I hate bandwagons and have gotten really tired of the lawyers ads on tv for mesothelioma and frankly all the stupid websites out there jumping on this bandwagon.  So I decided to finally figure out just what the hell mesothelioma is and why everyone is going on and on about it.

So it turns out, Mesothelioma is a rare form of lung cancer and has been linked causally to exposure to asbestos.  I guess this explains why the lawyers ads seem to target construction workers and others who could have been exposed to asbestos.

What the hell is asbestos?  I mean, yeah, it’s like some kind of building material that was used as insulation but what’s so bad about it.  At one time in the United States, if you were building something, it was the number one product for fire retardant and insulation so it would be in walls, ceilings, around pipes, etc.  It hasn’t been used in a new building since around the time that doctors put together that kids that ate lead paint off the wall could become retarded.  So yeah, we get that it’s bad stuff – basically the scientists have worked out that inhaling asbestos fibers can cause asbestosis, a lung disease like severe pneumonia or mesothelioma, malignant lung cancer.

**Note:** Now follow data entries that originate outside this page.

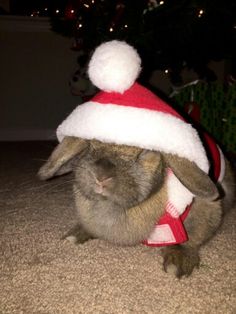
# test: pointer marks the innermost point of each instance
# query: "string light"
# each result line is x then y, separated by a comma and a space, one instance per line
200, 13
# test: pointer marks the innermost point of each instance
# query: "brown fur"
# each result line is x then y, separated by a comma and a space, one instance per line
120, 192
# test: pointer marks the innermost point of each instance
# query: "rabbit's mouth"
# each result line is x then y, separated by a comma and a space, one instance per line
102, 187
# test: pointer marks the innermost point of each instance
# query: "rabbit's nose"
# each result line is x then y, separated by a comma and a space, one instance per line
105, 170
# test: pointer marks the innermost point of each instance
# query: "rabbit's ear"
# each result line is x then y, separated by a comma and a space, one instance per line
61, 159
192, 177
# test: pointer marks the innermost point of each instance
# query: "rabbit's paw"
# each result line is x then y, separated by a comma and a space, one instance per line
180, 260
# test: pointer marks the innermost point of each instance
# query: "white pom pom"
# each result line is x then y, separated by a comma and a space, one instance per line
114, 66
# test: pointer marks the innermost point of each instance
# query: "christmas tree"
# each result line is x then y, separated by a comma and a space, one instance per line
168, 34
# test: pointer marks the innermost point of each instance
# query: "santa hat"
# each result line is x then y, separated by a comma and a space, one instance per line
125, 112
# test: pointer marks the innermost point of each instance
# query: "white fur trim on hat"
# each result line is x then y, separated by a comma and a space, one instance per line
132, 126
114, 66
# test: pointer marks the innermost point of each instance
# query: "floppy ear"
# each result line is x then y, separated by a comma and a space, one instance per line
61, 159
192, 177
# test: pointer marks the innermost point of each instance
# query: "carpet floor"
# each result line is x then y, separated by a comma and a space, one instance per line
40, 273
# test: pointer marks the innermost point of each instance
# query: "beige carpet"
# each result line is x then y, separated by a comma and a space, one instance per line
42, 274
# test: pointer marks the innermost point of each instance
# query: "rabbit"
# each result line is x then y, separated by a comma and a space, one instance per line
120, 192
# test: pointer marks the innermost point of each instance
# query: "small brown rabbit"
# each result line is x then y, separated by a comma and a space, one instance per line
138, 165
121, 191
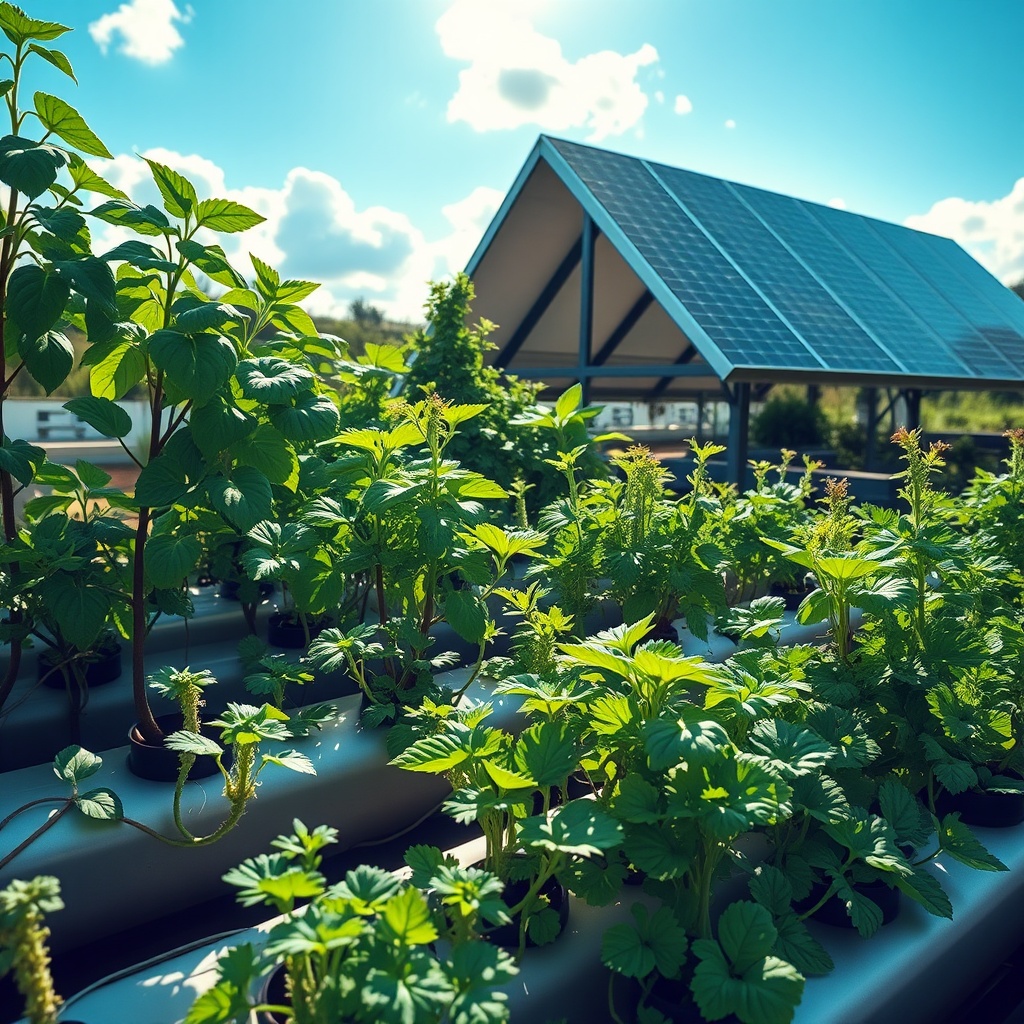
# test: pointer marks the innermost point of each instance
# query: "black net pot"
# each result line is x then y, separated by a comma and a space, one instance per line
159, 763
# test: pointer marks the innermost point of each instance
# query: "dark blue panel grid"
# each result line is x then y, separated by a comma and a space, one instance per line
732, 314
907, 282
994, 310
861, 293
807, 306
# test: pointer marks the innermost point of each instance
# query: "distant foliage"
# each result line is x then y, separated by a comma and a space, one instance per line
790, 421
450, 358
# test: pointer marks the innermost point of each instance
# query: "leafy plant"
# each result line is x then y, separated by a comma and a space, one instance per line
363, 949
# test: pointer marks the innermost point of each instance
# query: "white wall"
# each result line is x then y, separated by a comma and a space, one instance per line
20, 420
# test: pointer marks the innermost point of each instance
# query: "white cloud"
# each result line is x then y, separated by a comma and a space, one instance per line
314, 230
516, 76
992, 231
146, 30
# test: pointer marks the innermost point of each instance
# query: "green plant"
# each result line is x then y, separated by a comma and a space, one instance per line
23, 944
449, 358
48, 274
244, 728
411, 521
363, 949
73, 765
515, 788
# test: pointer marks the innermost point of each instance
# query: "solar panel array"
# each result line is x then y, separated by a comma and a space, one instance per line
776, 283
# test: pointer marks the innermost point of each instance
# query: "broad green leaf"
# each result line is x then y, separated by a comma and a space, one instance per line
29, 167
61, 119
92, 278
272, 381
86, 179
49, 358
101, 414
18, 28
245, 499
223, 215
266, 450
101, 803
117, 367
74, 764
80, 611
161, 482
579, 828
55, 57
197, 365
219, 424
20, 459
308, 417
36, 299
178, 194
169, 558
568, 401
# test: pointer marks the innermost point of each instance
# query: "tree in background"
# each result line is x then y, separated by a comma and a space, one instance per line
450, 357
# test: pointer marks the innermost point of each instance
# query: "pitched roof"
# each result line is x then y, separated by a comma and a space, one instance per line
697, 280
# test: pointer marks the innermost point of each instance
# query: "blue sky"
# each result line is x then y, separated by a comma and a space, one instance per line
379, 137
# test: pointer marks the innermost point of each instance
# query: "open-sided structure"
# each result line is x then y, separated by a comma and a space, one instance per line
651, 283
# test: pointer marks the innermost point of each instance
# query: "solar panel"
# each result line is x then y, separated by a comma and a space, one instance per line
952, 332
810, 310
997, 313
724, 305
781, 284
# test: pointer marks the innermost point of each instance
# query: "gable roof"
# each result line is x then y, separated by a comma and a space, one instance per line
698, 281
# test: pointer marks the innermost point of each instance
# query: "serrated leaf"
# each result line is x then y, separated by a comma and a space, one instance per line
185, 741
409, 918
61, 119
223, 215
961, 843
579, 828
29, 167
178, 194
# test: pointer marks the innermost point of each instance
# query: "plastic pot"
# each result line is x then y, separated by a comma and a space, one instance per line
284, 631
103, 667
159, 763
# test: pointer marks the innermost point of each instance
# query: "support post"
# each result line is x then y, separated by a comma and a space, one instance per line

But the point of this article is why everyone is jumping on the mesothelioma bandwagon and I think it’s primarily because of one thing — class action lawsuits.  See, the class action lawsuit has changed the consumer landscape.  There’s so much money out there for the lawyers to grab – think one third of a billion dollars that they will pay every media outlet available to get the 1 in a million shot of someone who can actually link their lung cancer to asbestos.  And of course, with lawyers willing to pay big bucks for a lottery ticket, step in Google Adsense.  I read somewhere that lawyers are paying upwards of $10-$15 per click on mesothelioma ads.  Holy shit batman!!  So this explains why every dick and harry has made some stupid mesothelioma landing page–just hoping that someone will come along and make a click to a lawyer’s ad.  God, don’t you just love this country!